La présence d'une femme noire sur le drapeau aux côtés de mousquets et de hachettes montre que la lutte contre l'esclavage était à la fois violente et universelle. La femme représentée est probablement la ressemblance d'une domestique esclave alphabétisée nommée Nanny Grigg . Grigg a joué un rôle déterminant dans la planification de la rébellion de Bussa et a été chargé de voler des journaux dans la grande maison de la plantation et de les lire à Bussa et à ses lieutenants.

Mais le plus frappant, c'est que ce drapeau révèle à quoi les rebelles de Bussa s'attendaient à voir leur émancipation. L'homme noir au centre de la bannière a une plus grande couronne que George III. Il s'agit probablement d'une représentation d'un homme noir libre nommé Washington Francklin, que les rebelles avaient désigné comme le chef post-émancipation de la Barbade .

Ceci est encore souligné par le navire de la Royal Navy quittant la scène vers l'est, en direction de la Grande-Bretagne. En d'autres termes, Bussa et ses partisans s'attendaient à ce que l'émancipation vienne avec une indépendance totale de la domination impériale et la bénédiction du monarque britannique.
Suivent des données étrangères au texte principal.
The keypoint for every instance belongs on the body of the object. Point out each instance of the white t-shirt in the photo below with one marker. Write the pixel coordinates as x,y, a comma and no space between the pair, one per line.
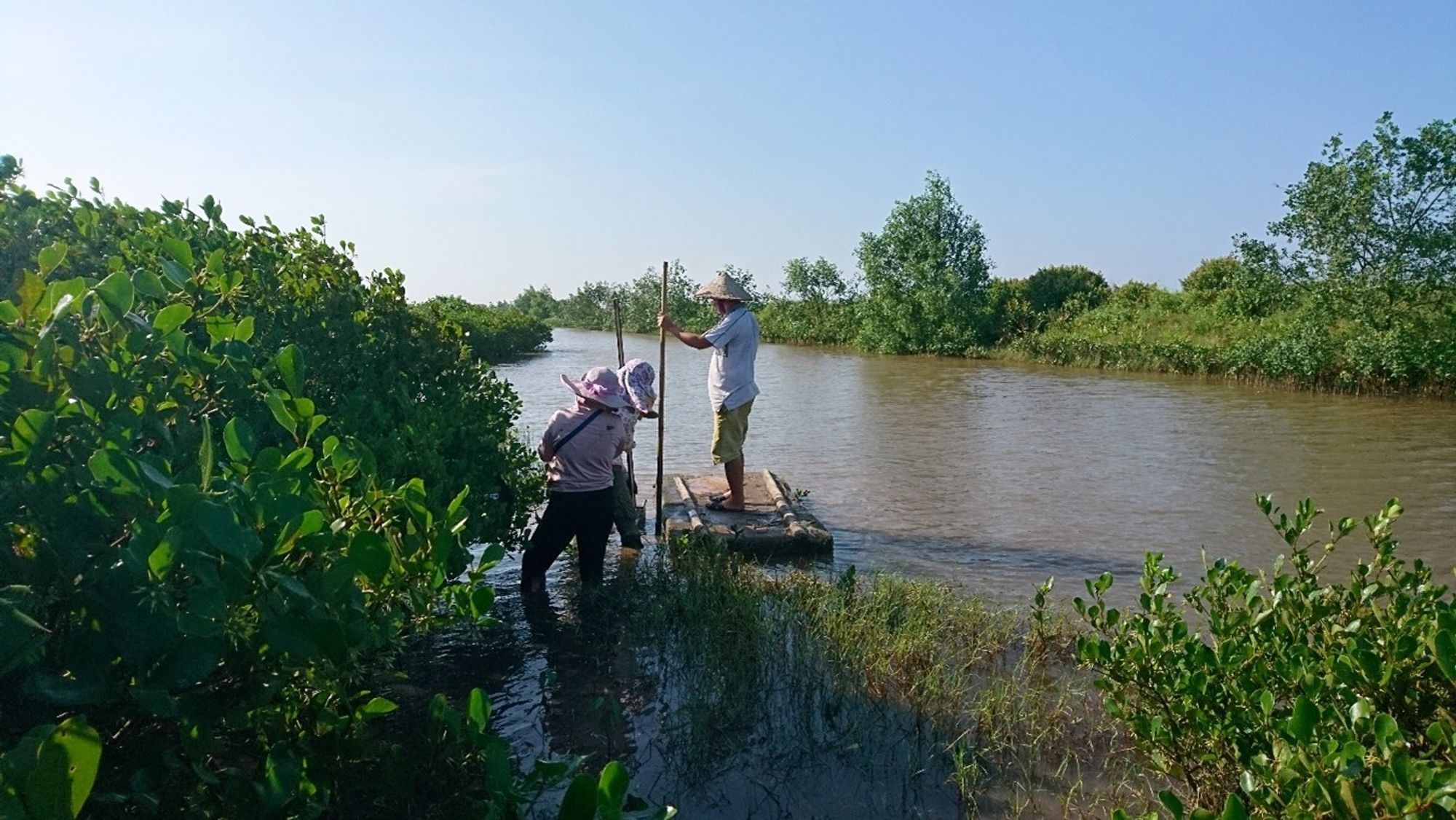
736,346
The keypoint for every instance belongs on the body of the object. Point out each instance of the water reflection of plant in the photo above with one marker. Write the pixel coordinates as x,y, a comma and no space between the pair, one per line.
784,662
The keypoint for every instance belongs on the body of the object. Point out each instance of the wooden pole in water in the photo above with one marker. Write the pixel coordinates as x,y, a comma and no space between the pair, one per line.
662,407
622,362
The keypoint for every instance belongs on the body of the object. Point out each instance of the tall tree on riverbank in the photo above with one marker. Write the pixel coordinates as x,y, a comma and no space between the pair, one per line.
927,276
1374,228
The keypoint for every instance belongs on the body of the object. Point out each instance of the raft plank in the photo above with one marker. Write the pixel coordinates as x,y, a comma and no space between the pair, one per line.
771,525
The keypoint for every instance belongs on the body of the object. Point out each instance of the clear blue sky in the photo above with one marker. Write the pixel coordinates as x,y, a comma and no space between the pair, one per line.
484,148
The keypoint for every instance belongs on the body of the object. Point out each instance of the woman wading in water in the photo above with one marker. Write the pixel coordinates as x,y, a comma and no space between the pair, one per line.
579,448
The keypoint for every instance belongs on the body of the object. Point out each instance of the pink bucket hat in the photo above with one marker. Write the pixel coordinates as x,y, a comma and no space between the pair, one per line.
638,378
601,385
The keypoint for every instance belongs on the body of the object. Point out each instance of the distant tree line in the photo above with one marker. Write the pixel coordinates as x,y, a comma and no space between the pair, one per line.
1353,289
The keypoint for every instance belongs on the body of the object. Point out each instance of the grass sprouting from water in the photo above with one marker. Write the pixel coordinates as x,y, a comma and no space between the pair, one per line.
1021,728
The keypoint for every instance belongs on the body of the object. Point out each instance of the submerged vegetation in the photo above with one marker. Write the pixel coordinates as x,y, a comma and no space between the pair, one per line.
1272,694
1011,720
1355,289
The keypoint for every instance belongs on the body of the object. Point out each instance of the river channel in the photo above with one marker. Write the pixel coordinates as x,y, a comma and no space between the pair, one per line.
998,476
989,476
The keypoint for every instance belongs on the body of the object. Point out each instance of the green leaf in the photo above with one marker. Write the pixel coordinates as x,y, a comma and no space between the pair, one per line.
282,414
290,366
240,441
1445,646
580,802
223,531
31,433
177,275
149,285
52,257
493,556
178,250
117,296
171,318
1171,802
161,560
478,710
190,663
30,292
65,771
206,454
1302,723
378,707
612,790
372,554
117,470
483,599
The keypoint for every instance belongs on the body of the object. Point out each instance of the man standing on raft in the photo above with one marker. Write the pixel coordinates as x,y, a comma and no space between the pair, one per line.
732,388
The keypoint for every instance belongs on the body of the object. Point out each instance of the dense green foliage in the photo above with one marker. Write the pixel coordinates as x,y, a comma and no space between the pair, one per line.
210,550
493,334
641,299
1372,229
1355,289
1304,698
1065,288
925,276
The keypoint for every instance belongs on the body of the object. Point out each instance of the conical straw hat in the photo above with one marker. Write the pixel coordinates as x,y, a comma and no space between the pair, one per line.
724,288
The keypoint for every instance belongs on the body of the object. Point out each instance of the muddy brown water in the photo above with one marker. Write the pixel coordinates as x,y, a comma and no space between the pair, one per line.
998,476
991,476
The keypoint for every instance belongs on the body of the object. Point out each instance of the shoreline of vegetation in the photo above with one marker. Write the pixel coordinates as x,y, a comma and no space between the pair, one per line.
1355,291
237,476
1266,693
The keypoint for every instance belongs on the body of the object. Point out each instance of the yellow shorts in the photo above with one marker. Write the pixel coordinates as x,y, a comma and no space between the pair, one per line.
730,429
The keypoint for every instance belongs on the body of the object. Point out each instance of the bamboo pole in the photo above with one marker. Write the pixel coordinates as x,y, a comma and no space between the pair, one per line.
622,362
662,407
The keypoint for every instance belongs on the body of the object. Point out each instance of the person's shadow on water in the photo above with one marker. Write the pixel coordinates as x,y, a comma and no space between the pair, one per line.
592,681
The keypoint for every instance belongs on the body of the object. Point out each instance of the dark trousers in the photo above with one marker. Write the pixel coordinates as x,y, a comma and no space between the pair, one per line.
585,516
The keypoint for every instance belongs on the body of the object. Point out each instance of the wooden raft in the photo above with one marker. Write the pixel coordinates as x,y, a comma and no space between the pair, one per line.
771,525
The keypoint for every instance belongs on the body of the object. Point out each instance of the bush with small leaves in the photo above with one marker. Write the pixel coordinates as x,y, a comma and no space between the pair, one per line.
1282,694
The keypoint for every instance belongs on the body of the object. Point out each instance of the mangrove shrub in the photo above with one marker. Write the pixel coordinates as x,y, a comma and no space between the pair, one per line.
925,275
1285,694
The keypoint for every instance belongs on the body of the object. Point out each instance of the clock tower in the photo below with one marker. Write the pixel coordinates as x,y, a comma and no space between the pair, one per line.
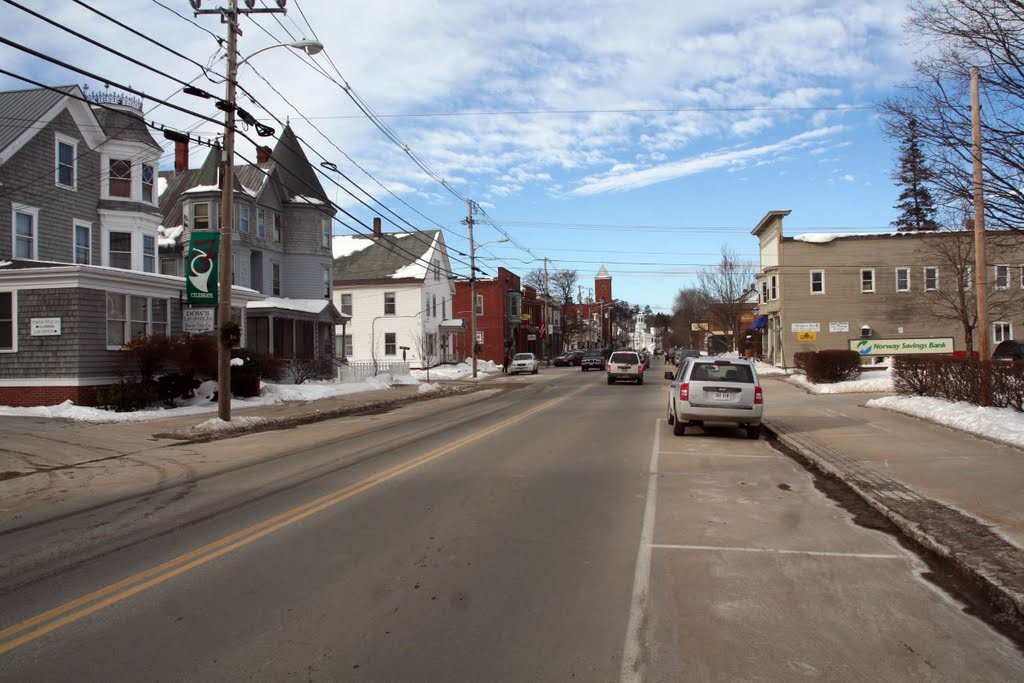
602,286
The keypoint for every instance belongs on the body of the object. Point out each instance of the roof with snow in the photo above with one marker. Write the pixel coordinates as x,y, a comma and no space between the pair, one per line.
392,256
312,306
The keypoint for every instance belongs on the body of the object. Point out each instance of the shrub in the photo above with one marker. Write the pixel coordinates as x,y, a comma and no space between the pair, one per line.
913,375
127,395
175,385
196,355
151,353
800,359
830,366
307,369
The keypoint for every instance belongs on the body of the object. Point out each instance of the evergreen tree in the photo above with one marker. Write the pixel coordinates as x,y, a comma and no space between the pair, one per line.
915,206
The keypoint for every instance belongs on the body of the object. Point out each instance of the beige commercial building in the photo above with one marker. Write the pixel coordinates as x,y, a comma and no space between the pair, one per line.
881,294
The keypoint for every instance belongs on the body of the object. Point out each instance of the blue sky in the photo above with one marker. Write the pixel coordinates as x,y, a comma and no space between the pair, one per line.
642,135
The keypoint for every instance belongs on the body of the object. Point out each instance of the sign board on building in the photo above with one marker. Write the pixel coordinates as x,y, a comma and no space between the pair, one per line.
44,327
197,321
902,346
201,268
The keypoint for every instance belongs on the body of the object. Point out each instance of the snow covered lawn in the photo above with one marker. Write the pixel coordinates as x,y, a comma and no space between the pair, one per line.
270,394
871,381
1004,425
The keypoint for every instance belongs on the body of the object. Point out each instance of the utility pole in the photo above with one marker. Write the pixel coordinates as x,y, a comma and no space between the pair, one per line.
981,262
472,282
224,265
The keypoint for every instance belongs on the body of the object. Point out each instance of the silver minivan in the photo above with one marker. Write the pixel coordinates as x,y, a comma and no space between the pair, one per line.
716,390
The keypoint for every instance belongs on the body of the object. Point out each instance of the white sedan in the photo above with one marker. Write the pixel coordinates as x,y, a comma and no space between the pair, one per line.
524,363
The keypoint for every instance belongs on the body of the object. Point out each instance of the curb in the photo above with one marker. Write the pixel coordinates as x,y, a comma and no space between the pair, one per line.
990,572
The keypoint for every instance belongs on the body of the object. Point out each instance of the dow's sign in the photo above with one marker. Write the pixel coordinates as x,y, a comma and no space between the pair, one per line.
201,268
902,346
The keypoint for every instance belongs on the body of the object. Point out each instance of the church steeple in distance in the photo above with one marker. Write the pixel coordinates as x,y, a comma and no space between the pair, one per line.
602,286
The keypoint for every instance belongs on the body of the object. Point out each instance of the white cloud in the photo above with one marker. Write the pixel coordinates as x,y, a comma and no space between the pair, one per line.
699,164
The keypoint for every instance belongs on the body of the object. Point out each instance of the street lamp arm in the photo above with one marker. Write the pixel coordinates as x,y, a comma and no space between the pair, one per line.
308,46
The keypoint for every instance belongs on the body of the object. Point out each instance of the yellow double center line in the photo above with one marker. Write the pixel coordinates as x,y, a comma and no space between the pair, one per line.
72,611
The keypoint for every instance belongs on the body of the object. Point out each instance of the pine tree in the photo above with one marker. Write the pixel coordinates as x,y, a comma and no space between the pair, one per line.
915,206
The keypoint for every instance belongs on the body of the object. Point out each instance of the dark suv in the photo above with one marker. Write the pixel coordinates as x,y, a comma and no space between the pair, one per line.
592,359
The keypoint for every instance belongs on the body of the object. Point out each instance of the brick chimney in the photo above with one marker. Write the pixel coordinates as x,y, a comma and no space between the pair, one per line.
181,156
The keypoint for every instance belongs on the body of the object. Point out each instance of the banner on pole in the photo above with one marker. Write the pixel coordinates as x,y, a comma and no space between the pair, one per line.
201,268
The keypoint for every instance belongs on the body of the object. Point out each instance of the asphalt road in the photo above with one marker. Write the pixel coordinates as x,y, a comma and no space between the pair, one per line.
556,531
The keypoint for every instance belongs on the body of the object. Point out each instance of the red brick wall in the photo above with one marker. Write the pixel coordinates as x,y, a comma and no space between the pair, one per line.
29,395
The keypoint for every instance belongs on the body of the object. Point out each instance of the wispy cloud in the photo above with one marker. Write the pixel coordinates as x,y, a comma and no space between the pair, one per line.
615,181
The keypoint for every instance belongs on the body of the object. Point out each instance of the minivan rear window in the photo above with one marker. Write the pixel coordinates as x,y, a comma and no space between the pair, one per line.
710,372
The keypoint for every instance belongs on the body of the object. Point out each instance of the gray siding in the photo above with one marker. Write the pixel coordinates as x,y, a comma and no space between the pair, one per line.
30,177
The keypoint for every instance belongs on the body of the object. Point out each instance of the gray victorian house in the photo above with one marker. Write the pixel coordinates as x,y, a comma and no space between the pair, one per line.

Ce drapeau explique qu'en 1816, les Bajans d'ascendance africaine espéraient ce qui s'est finalement réalisé le 30 novembre 2021.

Où va la monarchie

Depuis l'indépendance de la Grande-Bretagne en 1966, les Bajans se sont débattus avec la question de leur chef d'État royal et lointain.

En 1979, le gouvernement Bajan a publié le rapport de la Commission de révision de la Constitution de Cox qui concluait qu'une monarchie constitutionnelle restait la forme de gouvernement préférée .

Les gouvernements suivants ont examiné la possibilité d' un républicanisme en 2008 et 2015 . Pourtant, rien n'est sorti de ces études. C'est la prise en compte mondiale du racisme institutionnel à partir de l'été 2020 qui a inspiré ce changement constitutionnel .

La vision cohérente et révolutionnaire de Bussa pour les Bajans d'ascendance africaine d'il y a plus de 200 ans sert de leçon d'endurance à ceux qui luttent pour leurs droits. C'est aussi un puissant rappel d'une histoire séculaire de luttes noires contre la suprématie blanche institutionnelle et de la manière dont elles continuent de résonner.

Lewis Eliot est professeur adjoint d'histoire à l'Université de l'Oklahoma.

Cet article est republié de The Conversation sous une licence Creative Commons. Vous pouvez trouver l' article original ici.